In asp.net, the NameValueCollection mashes multiple values into a single
comma-separated string so if your input has commas in it, well too bad.
In ASP and ASP.NET, you get a collection when referencing the querystring
object.
The comment about the NameValueCollection is the exact same behaviour as in
asp.
Example: using the following querystring gives the following results:
http://kronicas26/Converting/P1.asp?id=5&id=9&test=7
ASP
Code:
<%
Response.Write Request.QueryString & "<BR>"
dim o
for each o in Request.QueryString
Response.Write "Key: " & o & " Value: " & Request.QueryString(o) & "<BR>"
next
%>

Output:
id=5&id=9&test=7
Key: id Value: 5, 9
Key: test Value: 7
ASP.NET
http://kronicas26/ssCS/webform1.aspx?id=5&id=9&test=7
Code:
Response.Write(Request.QueryString.ToString() + "<BR>");
foreach(string t in Request.QueryString.Keys)
{
Response.Write("Key :" + t + " Value: " + Request.QueryString[t] +
"<BR>");
}
Output:
id=5&id=9&test=7
Key :id Value: 5,9
Key :test Value: 7

This shows there is no difference in querystring handling between asp and
asp.net as far as the collection behaviour goes.

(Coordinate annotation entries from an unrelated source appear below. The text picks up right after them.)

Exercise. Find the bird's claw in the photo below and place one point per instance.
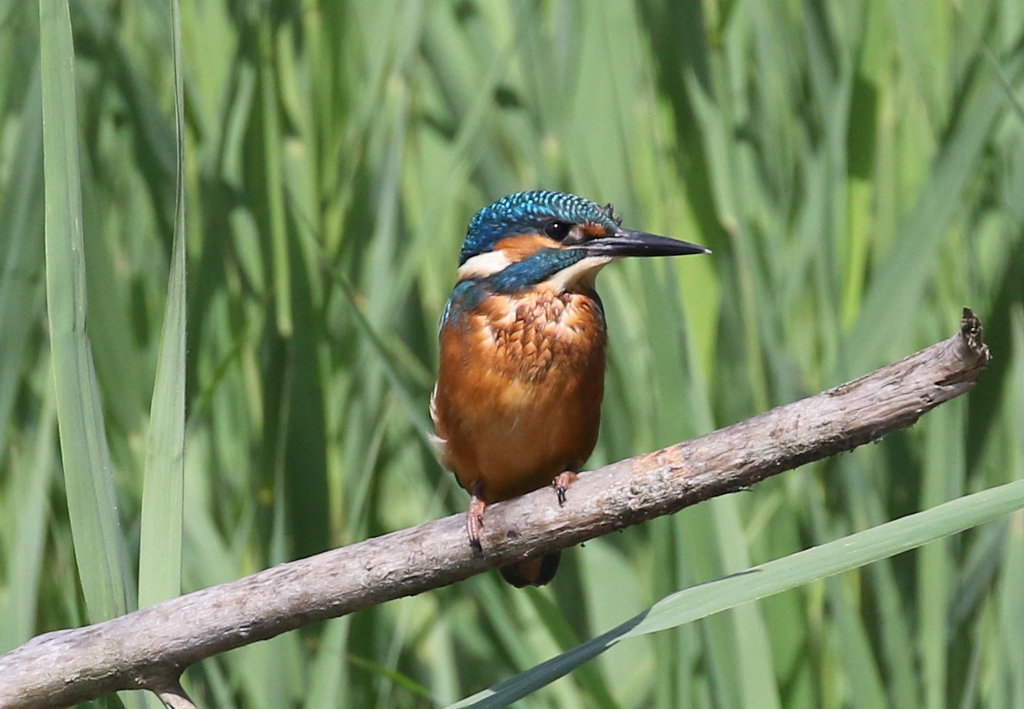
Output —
(474, 520)
(561, 484)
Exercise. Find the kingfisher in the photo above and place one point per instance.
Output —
(522, 338)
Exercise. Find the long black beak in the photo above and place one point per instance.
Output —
(626, 242)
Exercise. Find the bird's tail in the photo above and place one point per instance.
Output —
(532, 572)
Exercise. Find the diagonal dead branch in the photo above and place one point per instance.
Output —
(143, 649)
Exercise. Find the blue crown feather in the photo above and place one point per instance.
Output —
(526, 212)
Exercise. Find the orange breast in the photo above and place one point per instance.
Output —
(518, 395)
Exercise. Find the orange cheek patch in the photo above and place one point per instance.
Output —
(523, 246)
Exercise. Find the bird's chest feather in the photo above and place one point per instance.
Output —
(519, 390)
(537, 340)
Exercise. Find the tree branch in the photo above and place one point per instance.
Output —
(150, 649)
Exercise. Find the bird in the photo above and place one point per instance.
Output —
(522, 340)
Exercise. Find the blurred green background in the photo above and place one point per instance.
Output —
(857, 167)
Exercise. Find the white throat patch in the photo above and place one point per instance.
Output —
(483, 264)
(583, 272)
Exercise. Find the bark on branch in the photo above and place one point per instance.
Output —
(150, 649)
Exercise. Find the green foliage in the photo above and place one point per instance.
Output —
(856, 166)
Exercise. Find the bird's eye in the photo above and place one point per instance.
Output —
(557, 230)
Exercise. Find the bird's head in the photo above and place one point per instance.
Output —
(542, 237)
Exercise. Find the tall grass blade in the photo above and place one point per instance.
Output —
(88, 475)
(767, 579)
(161, 535)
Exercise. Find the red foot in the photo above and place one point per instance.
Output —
(561, 484)
(474, 517)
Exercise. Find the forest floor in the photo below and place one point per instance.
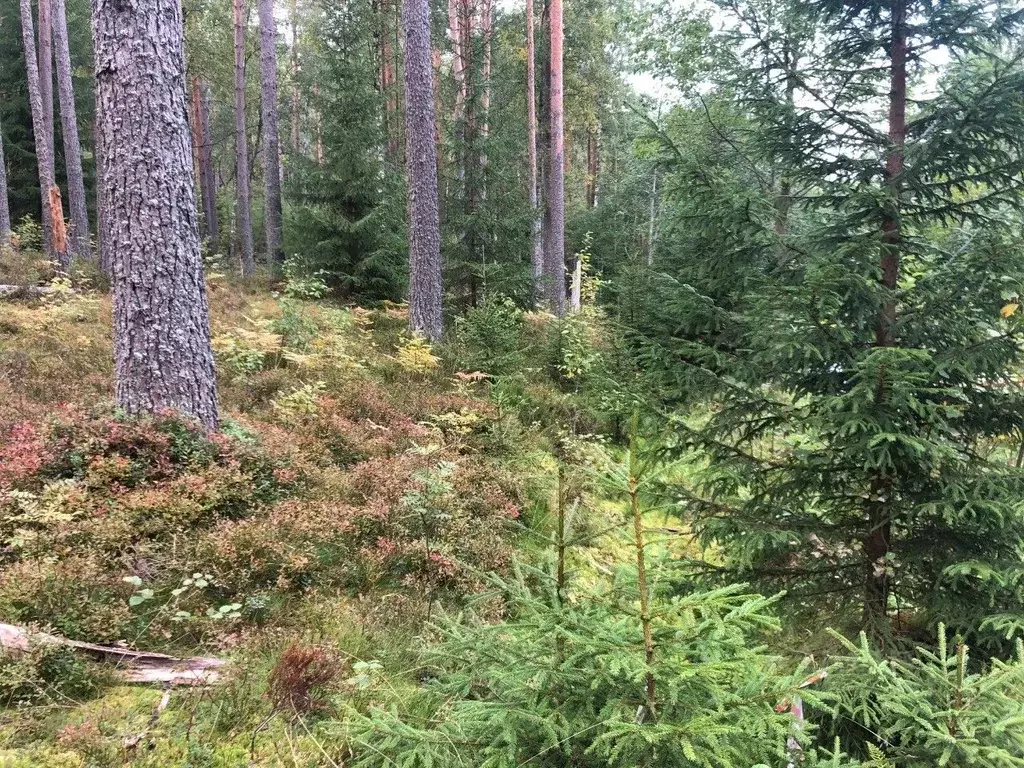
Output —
(363, 485)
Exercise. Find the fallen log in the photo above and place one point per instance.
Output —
(132, 666)
(25, 292)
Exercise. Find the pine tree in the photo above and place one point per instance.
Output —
(243, 197)
(861, 382)
(421, 160)
(44, 146)
(271, 144)
(163, 354)
(77, 206)
(554, 250)
(537, 247)
(4, 203)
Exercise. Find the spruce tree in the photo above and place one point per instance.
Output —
(862, 357)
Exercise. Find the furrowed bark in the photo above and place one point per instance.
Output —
(77, 207)
(421, 162)
(555, 253)
(163, 357)
(44, 146)
(272, 224)
(45, 34)
(296, 120)
(244, 214)
(878, 542)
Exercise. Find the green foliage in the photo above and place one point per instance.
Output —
(489, 338)
(936, 708)
(561, 683)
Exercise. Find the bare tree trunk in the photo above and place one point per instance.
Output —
(296, 121)
(651, 219)
(537, 249)
(593, 162)
(45, 33)
(4, 203)
(318, 126)
(204, 159)
(272, 225)
(104, 252)
(244, 197)
(555, 256)
(425, 260)
(44, 146)
(161, 318)
(73, 146)
(486, 31)
(878, 542)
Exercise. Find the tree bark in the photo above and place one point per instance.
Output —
(421, 162)
(204, 156)
(296, 119)
(45, 33)
(272, 225)
(77, 207)
(592, 167)
(243, 195)
(44, 146)
(537, 249)
(878, 540)
(4, 203)
(555, 253)
(163, 357)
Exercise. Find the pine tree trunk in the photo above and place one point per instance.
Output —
(77, 206)
(273, 225)
(878, 544)
(387, 77)
(555, 253)
(4, 203)
(204, 160)
(45, 34)
(44, 147)
(244, 197)
(652, 219)
(421, 161)
(104, 252)
(537, 250)
(161, 318)
(296, 119)
(592, 167)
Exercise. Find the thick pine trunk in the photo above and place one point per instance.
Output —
(537, 249)
(387, 80)
(161, 320)
(73, 146)
(296, 119)
(421, 162)
(45, 33)
(593, 163)
(272, 225)
(878, 541)
(555, 253)
(44, 146)
(4, 203)
(652, 219)
(244, 213)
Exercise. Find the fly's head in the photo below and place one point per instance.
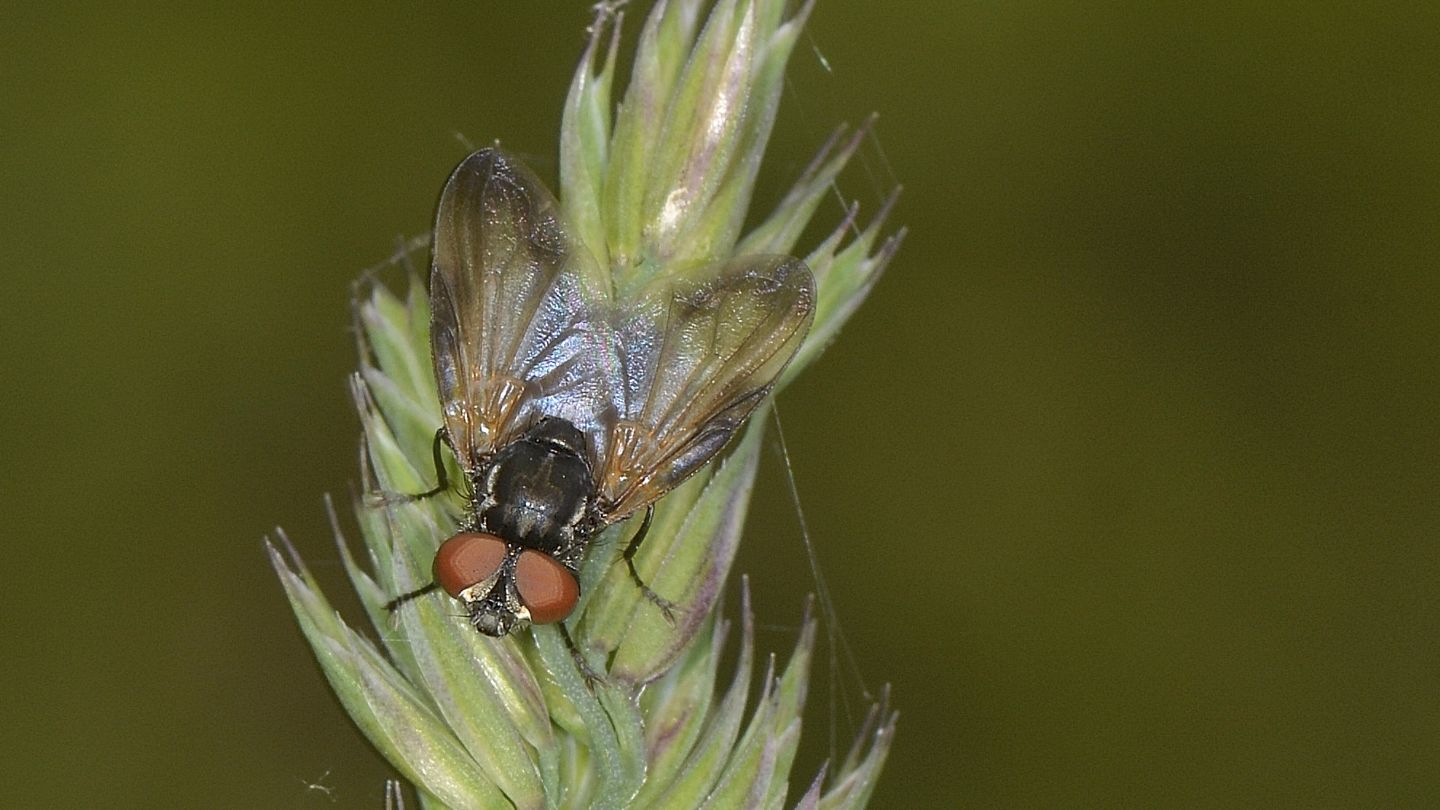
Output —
(504, 587)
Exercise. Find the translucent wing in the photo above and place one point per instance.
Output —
(694, 358)
(517, 312)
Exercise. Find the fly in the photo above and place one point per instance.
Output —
(570, 407)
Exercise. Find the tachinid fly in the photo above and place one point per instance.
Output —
(572, 405)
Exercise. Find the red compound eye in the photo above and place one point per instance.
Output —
(546, 587)
(465, 559)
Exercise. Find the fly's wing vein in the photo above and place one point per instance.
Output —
(696, 355)
(517, 310)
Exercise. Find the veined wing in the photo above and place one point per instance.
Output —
(517, 310)
(694, 358)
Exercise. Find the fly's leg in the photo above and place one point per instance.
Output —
(441, 476)
(667, 607)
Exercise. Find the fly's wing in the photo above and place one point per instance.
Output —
(694, 358)
(517, 310)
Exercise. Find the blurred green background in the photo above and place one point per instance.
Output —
(1125, 477)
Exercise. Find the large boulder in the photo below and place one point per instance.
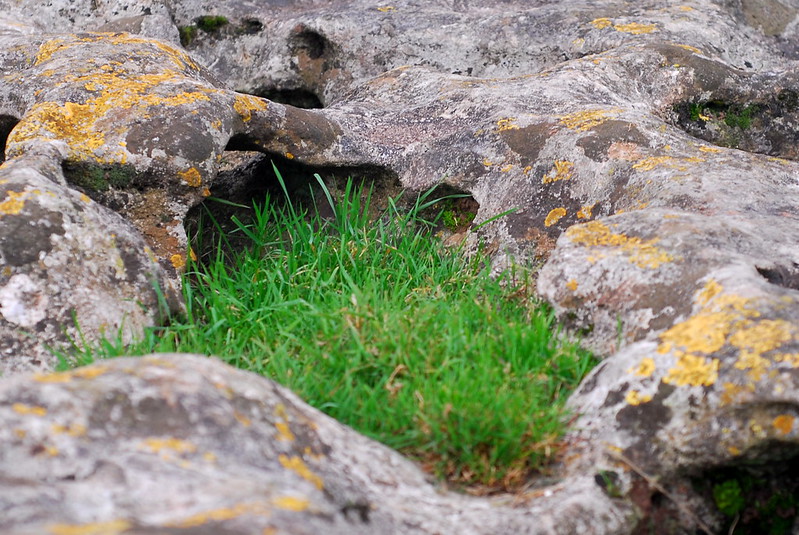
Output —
(186, 444)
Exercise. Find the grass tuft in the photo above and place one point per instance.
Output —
(379, 326)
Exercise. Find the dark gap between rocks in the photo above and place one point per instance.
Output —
(781, 275)
(7, 124)
(766, 126)
(247, 177)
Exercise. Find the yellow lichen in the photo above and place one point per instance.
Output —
(642, 253)
(572, 285)
(508, 123)
(561, 171)
(634, 397)
(634, 28)
(246, 104)
(694, 371)
(783, 423)
(21, 408)
(178, 261)
(298, 466)
(586, 212)
(554, 215)
(691, 48)
(645, 368)
(588, 119)
(73, 430)
(113, 527)
(191, 177)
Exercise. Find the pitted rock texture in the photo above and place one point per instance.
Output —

Fourth, in asp Request.QueryString gives you the original urlencoded bytes
of the querystring i.e. what you were sent. In asp.net, it's actually a
re-urlencoding of the post-interpreted values, so you can't get out what
you got in... This is most annoying when you get a querysting encoded in
utf-8; referencing Request.QueryString returns you a value encoded in the
mutant %uxxxx syntax instead in asp.net.
If you want to get the original querystring, use Request.RawUrl. This
property is not encoded, and is pulled straight from the aspnet_isapi.dll.
I'm just getting my feet wet in asp.net, coming from an asp environment.
Any pointers on how to handle query string issues better than what appears
to be the default in asp.net? Seems like there are some steps backwards in
asp.net.

If you want things to behave like they did in asp, at least as far as
encoding issues go, do the following:
In web.config, set <globalization
requestEncoding="utf-8"
responseEncoding="utf-8"
/>
To
<globalization
requestEncoding="windows-1252"
responseEncoding=" windows-1252"
/>
And use Response.Charset and session.codepage. Windows-1252 is a single
byte encoding scheme, and multibyte characters will pass through unchanged.

Thanks,
Earl Beaman
Microsoft, ASP.NET

This posting is provided "AS IS", with no warranties, and confers no
rights.
 
E

Earl Beaman[MS]

Hi Mark,

Thing is, in asp.net, you really don't use the codepage. You can, but it
is only there for compatibility.
Now, you use the System.Threading and System.Globalization namespaces to
create cultureInfo objects and set that as the current thread's
currentculture.

The main thing you are missing is the extra layer in asp.net. This is the
<globalization> element in web.config. This controls how input and output
are encoded. You can override it in web.config or on the page itself.
This is why you are seeing that only utf-8 strings are correctly deciphered.

The querystring gets chopped up and encoded automatically. I believe that
this also occurred in asp, i can confirm that in another post. I do know
that the servervariables collection behaves that way, but I don't believe
we have had any issues with the querystring.

It may seem like querystring handling is more difficult, but the
globalization story is 9000 times better then in asp. And when you
understand how things work, I believe you will see that things are better.

Here are some links that should help you out.
http://msdn.microsoft.com/library/default.asp?url=/library/en-us/cpgenref/ht
ml/gngrfglobalizationsection.asp
http://msdn.microsoft.com/library/default.asp?url=/library/en-us/cpref/html/
frlrfsystemglobalization.asp
http://msdn.microsoft.com/library/default.asp?url=/library/en-us/cpref/html/
frlrfsystemthreadingthreadclasscurrentculturetopic.asp

I will check this thread again to see if you have questions for me.

Thanks,
Earl Beaman
Microsoft, ASP.NET

This posting is provided "AS IS", with no warranties, and confers no
rights.
 
T

T Conti

Thanks for this posting. We are running into Globalization issues
with asp calls to ashx/aspx. Your last posting helped clear up some
questions about asp.net (and confirmed some fears).